The implementation date for financial service sector companies including banks and insurance companies to comply with Ind AS will be from April 1, 2018 as per the road-map drawn up for implementation of Ind-AS by Ministry of Corporate Affairs. It is pertinent to note that scheduled commercial banks are not permitted to voluntarily adopt Ind AS, if they do not meet the specified criteria of having a net worth exceeding INR 5 billion. NBFCs having net worth of INR 5 billion crore or more will require to prepare Ind AS for accounting periods beginning from April 1, 2018. But the implementation for NBFCs whose equity and/or debt securities are listed/in the process of listing in any stock exchange in or outside India having net worth less than INR 5 billion has been deferred to April 1, 2019 onwards. The press note has further clarified that NBFCs having net worth below INR 2.5 billion are not covered within this scheme and hence may continue to apply accounting standards as specified in Companies (Accounting Standards) Rules, 2006.
Adoption of Ind-AS would bring about significant change in revenue recognition, employee stock options, foreign currency transactions, accounting for mergers and acquisition and will also have an impact on net worth, return ratios and earnings of Indian companies.

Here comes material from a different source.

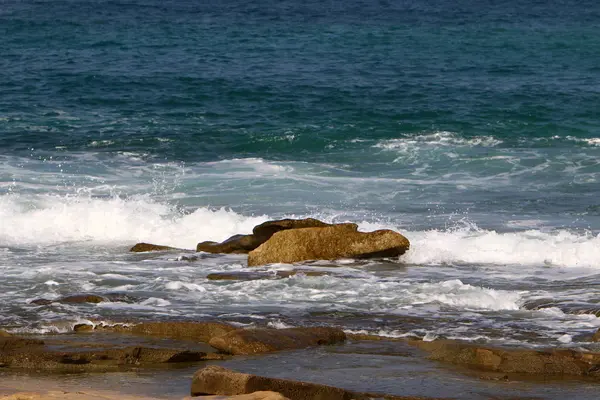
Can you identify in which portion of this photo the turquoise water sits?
[0,0,600,356]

A striking feature of Ind-ASis the fair value basis accounting of financial instruments. Under the old accounting standards, companies were taking into account the cost price of assets, including foreign exchange, securities, debentures or shares held by them. However fair value basis of accounting of such assets implies that in every financial year companies will need to value assets by the most recent market value and account for the gains, if any, in the profit and loss statement, consequently the book profits will increase thereby increasing tax liability under Minimum Alternate Tax (MAT). Further, non-amortisation of goodwill will also increase reported income.

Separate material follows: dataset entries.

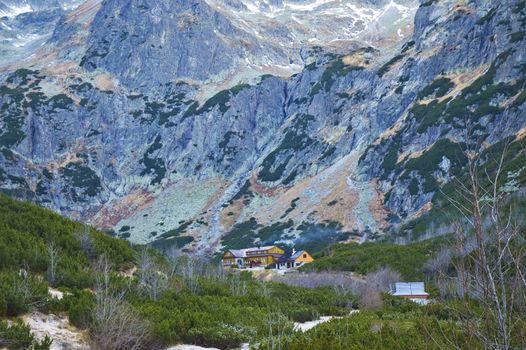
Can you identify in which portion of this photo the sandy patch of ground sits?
[22,312,90,350]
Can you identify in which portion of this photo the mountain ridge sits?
[0,1,526,252]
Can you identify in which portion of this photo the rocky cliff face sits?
[0,0,526,251]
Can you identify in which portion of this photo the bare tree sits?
[90,255,159,350]
[138,249,169,301]
[447,137,526,350]
[46,242,60,286]
[74,226,95,258]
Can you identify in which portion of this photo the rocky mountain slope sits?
[0,0,526,252]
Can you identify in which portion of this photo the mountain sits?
[0,0,526,252]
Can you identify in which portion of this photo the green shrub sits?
[0,321,52,350]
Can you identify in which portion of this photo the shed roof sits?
[391,282,429,296]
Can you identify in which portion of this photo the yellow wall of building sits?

However, the overall impact may be balanced because of the counter weighing adjustments proposed. One such example could be that, Ind AS provides that preference share capital and related dividend is to be treated as debt and interest expenditure thereby will have the effect of consequent reduction of share capital and net income as per the profit and loss account. However, the Companies Act, 2013 treats the preference share capital as part of share capital of a company and a clarification from the government to resolve this conflict is needed.

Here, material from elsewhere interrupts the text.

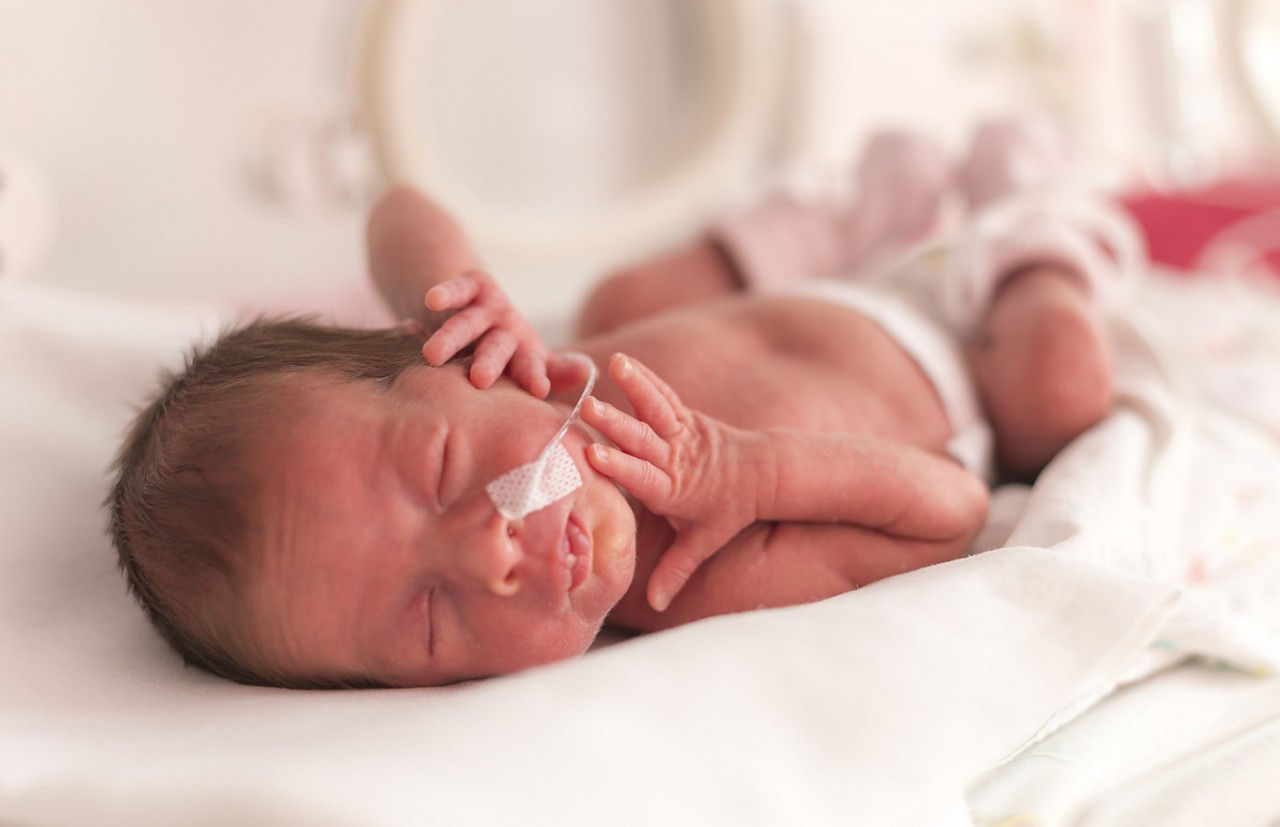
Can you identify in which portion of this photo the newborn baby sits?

Post-implementation of Ind-AS by companies, there will be a considerable bearing on the profits/revenues of various Indian companies owing to changes in principles of accounting. Corporates are required to prepare and present an opening balance sheet on the transition day, recognizing assets and liabilities in accordance with Ind AS and adjusting the difference on migration through reserves. Furthermore, the obligatory requirement of accounting for ESOP on fair valuation basis will have a direct implication of increased employee cost. Contrary to this, earlier regime offered flexibility of choice between adopting either the intrinsic value or the fair value methods.
Ind-AS is an ‘Indianized’ version of the IFRS in an attempt to merge international principles of financial reporting within the Indian regulatory framework. As the Ind-AS is more so at par with the IFRS, it would definitely provide a higher comfort level to prospective foreign investors. This would be a welcome change impacting more Indian companies at a global forum and attract more foreign investment in Indian companies. Thus, the application of Ind-AS will have far reaching impact on the financial statements of the companies since Ind-AS are comparatively more intricate in many aspects and prescribes stringent norms as compared to the current Indian GAAP.